Toriel continue de sourire et me pousse doucement en direction du camp. J’en déduis qu’il est l’heure de dormir.
— Demain, je veux te montrer la mer. Une vraie mer avec de l’eau très bleue ! Une mer comme tu n’en n’as sans doute jamais vue ! Nous nous baignerons dedans !
— Elya ne voudra peut-être pas.
— Il écoutera sa sœur capricieuse, il est trop attaché à moi pour me refuser quoi que ce soit.
— Eh, ce n’est pas très gentil.
— Mais horriblement efficace. Écoute, Amaranthe, tu as des tas de choses à découvrir et je veux que tu en voies quelques-unes avant d’être séquestrée à Septuna. Alors s’il te plaît, laisse-moi te les montrer.

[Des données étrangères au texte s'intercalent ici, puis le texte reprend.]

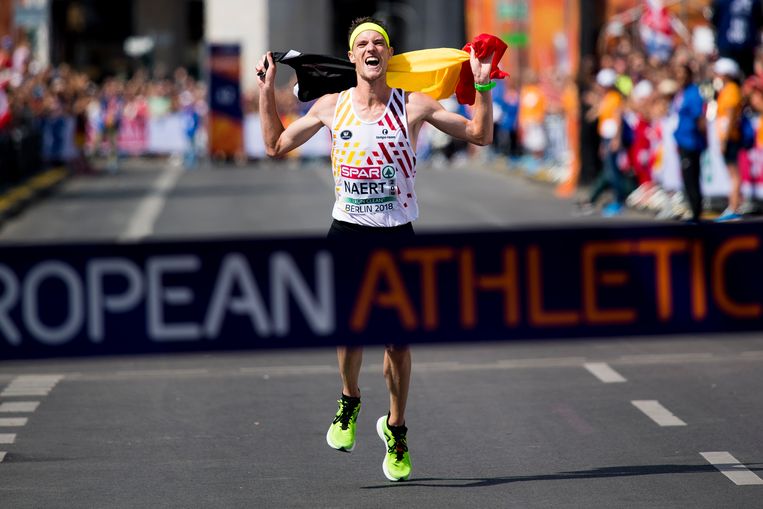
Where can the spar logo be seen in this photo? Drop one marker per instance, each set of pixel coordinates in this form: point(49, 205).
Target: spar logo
point(388, 172)
point(368, 173)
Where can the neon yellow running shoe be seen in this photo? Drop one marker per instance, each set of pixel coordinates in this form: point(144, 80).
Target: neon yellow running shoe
point(341, 433)
point(397, 461)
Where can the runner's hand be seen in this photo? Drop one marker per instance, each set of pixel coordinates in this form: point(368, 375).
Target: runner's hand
point(267, 76)
point(481, 67)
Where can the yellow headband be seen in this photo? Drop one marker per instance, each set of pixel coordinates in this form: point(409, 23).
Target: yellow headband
point(368, 26)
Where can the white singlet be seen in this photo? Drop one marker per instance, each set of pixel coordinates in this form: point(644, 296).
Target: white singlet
point(374, 165)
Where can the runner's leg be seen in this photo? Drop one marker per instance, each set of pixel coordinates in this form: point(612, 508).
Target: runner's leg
point(397, 372)
point(350, 359)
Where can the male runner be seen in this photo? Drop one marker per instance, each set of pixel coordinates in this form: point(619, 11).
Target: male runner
point(374, 130)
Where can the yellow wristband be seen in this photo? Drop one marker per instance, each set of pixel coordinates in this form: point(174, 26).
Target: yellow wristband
point(485, 87)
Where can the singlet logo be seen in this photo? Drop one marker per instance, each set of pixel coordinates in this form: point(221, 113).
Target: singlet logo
point(388, 172)
point(387, 134)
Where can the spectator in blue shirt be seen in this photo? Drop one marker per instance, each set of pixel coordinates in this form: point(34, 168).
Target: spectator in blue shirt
point(737, 24)
point(690, 135)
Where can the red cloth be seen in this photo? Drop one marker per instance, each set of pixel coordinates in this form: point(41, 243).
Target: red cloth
point(483, 44)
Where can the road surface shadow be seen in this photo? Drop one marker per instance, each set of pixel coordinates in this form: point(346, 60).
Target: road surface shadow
point(596, 473)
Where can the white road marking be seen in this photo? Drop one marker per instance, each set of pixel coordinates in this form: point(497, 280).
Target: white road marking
point(24, 392)
point(163, 372)
point(19, 406)
point(143, 221)
point(658, 413)
point(729, 466)
point(321, 369)
point(12, 422)
point(31, 385)
point(666, 358)
point(604, 372)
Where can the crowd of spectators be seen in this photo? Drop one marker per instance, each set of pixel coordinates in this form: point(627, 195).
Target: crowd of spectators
point(647, 100)
point(49, 115)
point(656, 97)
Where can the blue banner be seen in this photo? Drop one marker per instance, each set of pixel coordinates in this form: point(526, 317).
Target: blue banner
point(247, 293)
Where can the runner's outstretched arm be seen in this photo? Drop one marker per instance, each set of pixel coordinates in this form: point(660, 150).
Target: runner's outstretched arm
point(478, 130)
point(279, 140)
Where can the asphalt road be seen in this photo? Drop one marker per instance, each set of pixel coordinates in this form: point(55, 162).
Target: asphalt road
point(149, 199)
point(583, 424)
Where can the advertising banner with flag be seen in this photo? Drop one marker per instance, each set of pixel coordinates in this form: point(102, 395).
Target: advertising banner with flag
point(314, 292)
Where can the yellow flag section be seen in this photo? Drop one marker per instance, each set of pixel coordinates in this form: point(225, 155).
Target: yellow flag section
point(434, 72)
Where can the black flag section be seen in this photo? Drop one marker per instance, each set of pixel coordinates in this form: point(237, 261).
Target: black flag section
point(318, 75)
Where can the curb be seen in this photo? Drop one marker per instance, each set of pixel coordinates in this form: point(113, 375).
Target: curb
point(17, 198)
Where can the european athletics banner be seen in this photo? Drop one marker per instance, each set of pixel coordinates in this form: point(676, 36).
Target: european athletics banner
point(103, 299)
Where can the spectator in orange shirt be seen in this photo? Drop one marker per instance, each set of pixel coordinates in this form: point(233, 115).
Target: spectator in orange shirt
point(727, 123)
point(608, 111)
point(532, 113)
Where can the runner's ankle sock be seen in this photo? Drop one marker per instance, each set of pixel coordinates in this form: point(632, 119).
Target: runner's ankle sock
point(350, 400)
point(396, 429)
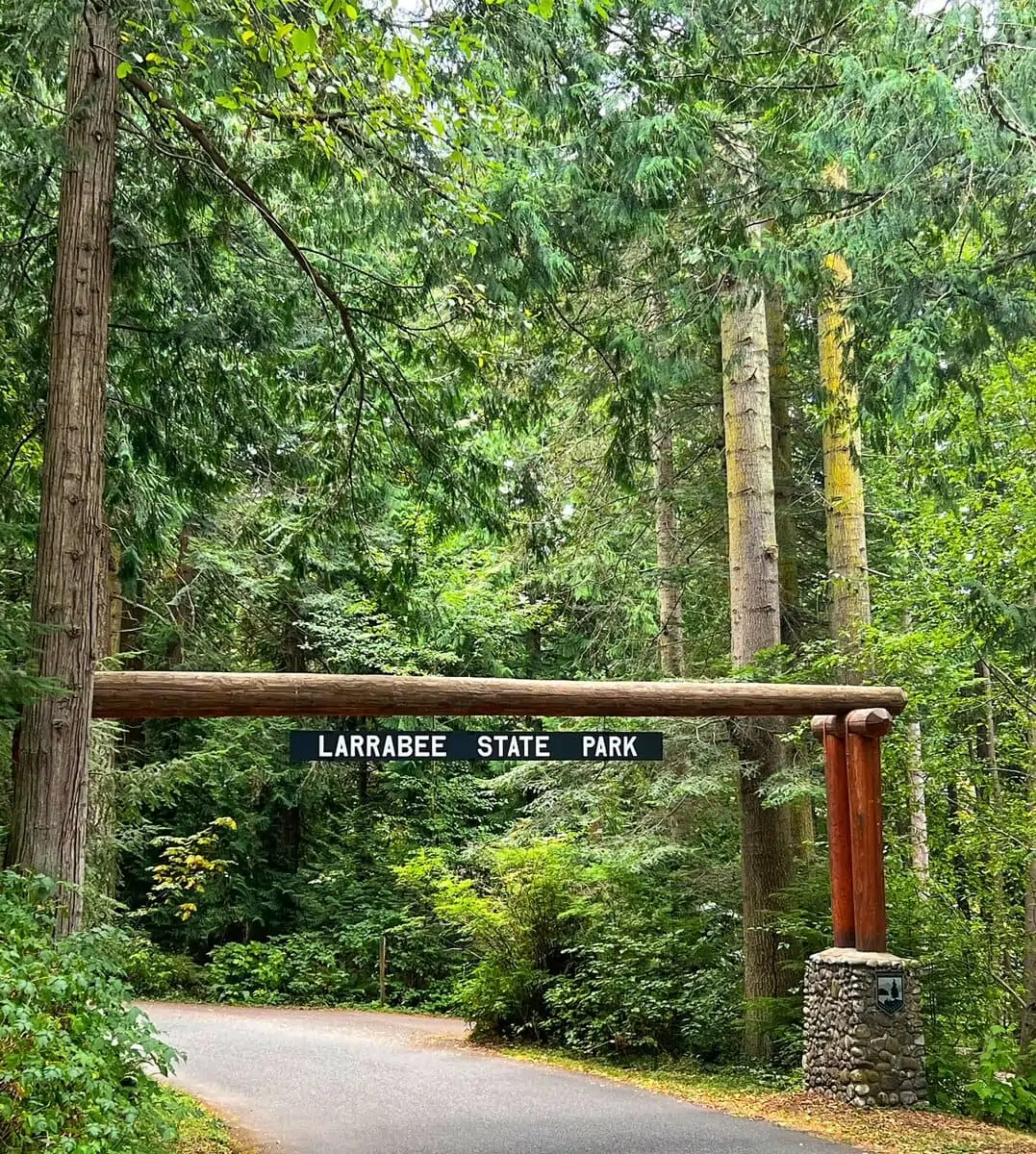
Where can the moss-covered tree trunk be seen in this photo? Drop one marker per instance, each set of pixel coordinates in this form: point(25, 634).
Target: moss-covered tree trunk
point(48, 819)
point(667, 547)
point(849, 606)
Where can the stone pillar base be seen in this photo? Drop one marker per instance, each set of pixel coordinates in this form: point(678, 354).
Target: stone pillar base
point(864, 1039)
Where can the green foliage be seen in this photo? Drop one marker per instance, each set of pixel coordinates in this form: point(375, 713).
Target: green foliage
point(152, 973)
point(299, 968)
point(586, 950)
point(73, 1055)
point(997, 1091)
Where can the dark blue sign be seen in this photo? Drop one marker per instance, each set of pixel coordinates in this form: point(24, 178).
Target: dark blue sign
point(465, 745)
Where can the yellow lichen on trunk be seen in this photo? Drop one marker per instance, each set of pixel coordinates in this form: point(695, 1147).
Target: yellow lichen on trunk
point(848, 583)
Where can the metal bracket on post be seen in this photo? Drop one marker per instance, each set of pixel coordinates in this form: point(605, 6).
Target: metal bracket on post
point(864, 731)
point(831, 731)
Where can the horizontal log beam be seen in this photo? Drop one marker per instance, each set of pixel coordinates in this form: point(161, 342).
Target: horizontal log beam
point(192, 695)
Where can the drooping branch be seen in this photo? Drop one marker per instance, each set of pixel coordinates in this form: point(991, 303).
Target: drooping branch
point(200, 136)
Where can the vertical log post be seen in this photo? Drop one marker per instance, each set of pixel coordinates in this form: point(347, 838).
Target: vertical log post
point(831, 731)
point(864, 731)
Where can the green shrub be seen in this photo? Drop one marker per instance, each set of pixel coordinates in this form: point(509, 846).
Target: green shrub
point(577, 947)
point(300, 967)
point(73, 1055)
point(997, 1093)
point(152, 973)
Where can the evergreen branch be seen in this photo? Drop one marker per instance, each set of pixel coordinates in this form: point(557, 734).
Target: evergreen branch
point(198, 134)
point(1006, 121)
point(17, 449)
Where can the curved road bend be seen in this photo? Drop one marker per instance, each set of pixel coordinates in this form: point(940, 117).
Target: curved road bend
point(334, 1082)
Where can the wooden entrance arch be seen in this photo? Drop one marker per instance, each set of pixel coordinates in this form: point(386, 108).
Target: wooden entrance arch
point(850, 720)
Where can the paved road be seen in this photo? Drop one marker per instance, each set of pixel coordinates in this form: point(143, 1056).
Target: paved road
point(330, 1082)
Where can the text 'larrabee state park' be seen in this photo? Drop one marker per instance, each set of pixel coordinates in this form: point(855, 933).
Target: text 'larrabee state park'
point(467, 745)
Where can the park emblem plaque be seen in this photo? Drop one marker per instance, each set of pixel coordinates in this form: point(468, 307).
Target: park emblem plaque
point(467, 745)
point(890, 991)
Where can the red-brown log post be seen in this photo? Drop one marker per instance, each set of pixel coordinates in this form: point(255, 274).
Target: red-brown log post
point(864, 731)
point(831, 731)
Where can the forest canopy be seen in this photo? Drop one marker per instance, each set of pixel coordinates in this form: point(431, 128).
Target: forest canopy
point(553, 339)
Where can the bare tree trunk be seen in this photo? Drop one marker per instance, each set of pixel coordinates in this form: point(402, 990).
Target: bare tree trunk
point(919, 807)
point(783, 488)
point(849, 604)
point(102, 858)
point(754, 626)
point(916, 784)
point(1028, 1021)
point(670, 592)
point(48, 819)
point(800, 809)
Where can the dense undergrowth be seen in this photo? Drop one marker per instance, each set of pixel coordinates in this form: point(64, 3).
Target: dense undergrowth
point(75, 1057)
point(557, 944)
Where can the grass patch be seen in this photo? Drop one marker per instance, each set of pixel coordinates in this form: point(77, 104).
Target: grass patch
point(198, 1130)
point(780, 1099)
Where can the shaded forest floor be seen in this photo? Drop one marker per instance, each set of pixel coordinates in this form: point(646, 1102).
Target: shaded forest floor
point(878, 1131)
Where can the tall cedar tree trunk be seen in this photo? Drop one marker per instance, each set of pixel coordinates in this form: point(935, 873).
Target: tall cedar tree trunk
point(918, 786)
point(783, 493)
point(670, 613)
point(849, 603)
point(102, 857)
point(1028, 1022)
point(754, 626)
point(800, 811)
point(48, 818)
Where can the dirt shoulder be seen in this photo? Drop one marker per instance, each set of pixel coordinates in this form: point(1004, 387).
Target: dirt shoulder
point(878, 1131)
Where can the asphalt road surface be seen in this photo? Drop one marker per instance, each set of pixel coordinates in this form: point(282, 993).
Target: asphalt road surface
point(331, 1082)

Comment est-ce que je pourrais refuser quand c’est si gentiment demandé ? J’accepte et elle saute de joie, m’embrasse sur la joue puis va rejoindre sa tente. Elle est toujours pleine d’énergie, je l’envie. Moi, c’est le contraire. Ça a toujours été le contraire, je me suis toujours sentie lassée et fatiguée. Et puis je me suis toujours sentie rabaissée, alors un seul petit compliment me ravit plus qu’il ne devrait, mais Toriel semble être du genre à facilement complimenter, alors j’ignore si je dois me réjouir ou rester indifférente face à son admiration pour mon « courage ».
Je me traîne jusqu’à ma tente et enlève ma chemise trempée, puis retourne sous les draps. Cette fois, je trouve facilement le sommeil.